Title here
Summary here
Mutexes in Minitab
The previous example demonstrated managing simple counter state using atomic operations. For more complex state, we can use a synchronized keyword or a ReentrantLock to safely access data across multiple threads.
import java.util.HashMap;
import java.util.Map;
import java.util.concurrent.locks.ReentrantLock;
// Container holds a map of counters; since we want to
// update it concurrently from multiple threads, we
// add a ReentrantLock to synchronize access.
class Container {
private final ReentrantLock lock = new ReentrantLock();
private Map<String, Integer> counters;
public Container() {
counters = new HashMap<>();
counters.put("a", 0);
counters.put("b", 0);
}
// Lock before accessing counters; unlock it at the end of the method
public void inc(String name) {
lock.lock();
try {
counters.put(name, counters.get(name) + 1);
} finally {
lock.unlock();
}
}
public Map<String, Integer> getCounters() {
return counters;
}
}
public class Mutexes {
public static void main(String[] args) throws InterruptedException {
Container c = new Container();
// This method increments a named counter in a loop
Runnable doIncrement = (String name, int n) -> {
for (int i = 0; i < n; i++) {
c.inc(name);
}
};
// Run several threads concurrently; note
// that they all access the same Container,
// and two of them access the same counter.

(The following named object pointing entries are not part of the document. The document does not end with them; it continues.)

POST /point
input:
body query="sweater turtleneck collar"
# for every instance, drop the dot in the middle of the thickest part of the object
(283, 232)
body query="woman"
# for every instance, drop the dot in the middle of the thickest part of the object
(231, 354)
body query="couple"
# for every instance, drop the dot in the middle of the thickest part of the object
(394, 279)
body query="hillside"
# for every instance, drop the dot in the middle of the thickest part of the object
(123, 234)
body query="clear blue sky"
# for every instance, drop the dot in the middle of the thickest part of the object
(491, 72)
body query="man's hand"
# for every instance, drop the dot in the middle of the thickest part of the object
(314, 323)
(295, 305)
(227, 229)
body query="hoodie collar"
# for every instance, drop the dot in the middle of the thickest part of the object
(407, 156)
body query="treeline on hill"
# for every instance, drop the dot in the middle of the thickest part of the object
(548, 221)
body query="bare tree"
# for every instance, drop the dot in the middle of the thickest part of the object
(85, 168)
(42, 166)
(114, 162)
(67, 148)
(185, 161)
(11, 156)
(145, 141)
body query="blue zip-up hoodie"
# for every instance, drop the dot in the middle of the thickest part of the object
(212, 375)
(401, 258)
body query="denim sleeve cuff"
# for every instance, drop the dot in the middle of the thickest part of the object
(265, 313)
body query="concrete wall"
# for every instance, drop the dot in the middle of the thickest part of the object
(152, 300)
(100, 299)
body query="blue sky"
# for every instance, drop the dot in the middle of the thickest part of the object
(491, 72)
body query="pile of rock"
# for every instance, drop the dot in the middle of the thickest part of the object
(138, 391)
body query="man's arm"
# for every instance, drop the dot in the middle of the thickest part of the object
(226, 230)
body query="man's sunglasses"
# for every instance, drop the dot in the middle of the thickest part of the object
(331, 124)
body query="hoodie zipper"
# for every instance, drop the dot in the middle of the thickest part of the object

Thread t1 = new Thread(() -> doIncrement.run("a", 10000));
Thread t2 = new Thread(() -> doIncrement.run("a", 10000));
Thread t3 = new Thread(() -> doIncrement.run("b", 10000));
t1.start();
t2.start();
t3.start();
// Wait for the threads to finish
t1.join();
t2.join();
t3.join();
System.out.println(c.getCounters());
}
}Running the program shows that the counters updated as expected:
$ javac Mutexes.java
$ java Mutexes
{a=20000, b=10000}In this Java implementation, we’ve used a ReentrantLock instead of the sync.Mutex from Go. The ReentrantLock provides similar functionality, allowing us to lock and unlock to ensure thread-safe access to shared resources.
We’ve also replaced Go’s goroutines with Java threads. The WaitGroup functionality is achieved by using the join() method on each thread, which waits for the thread to complete before moving on.
The Container class encapsulates the shared state and the locking mechanism. The inc method now uses a try-finally block to ensure that the lock is always released, even if an exception occurs.
In the main method, we create and start three threads that concurrently increment the counters. We then wait for all threads to complete before printing the final state of the counters.
This example demonstrates how to use locks in Java to safely manage concurrent access to shared state across multiple threads.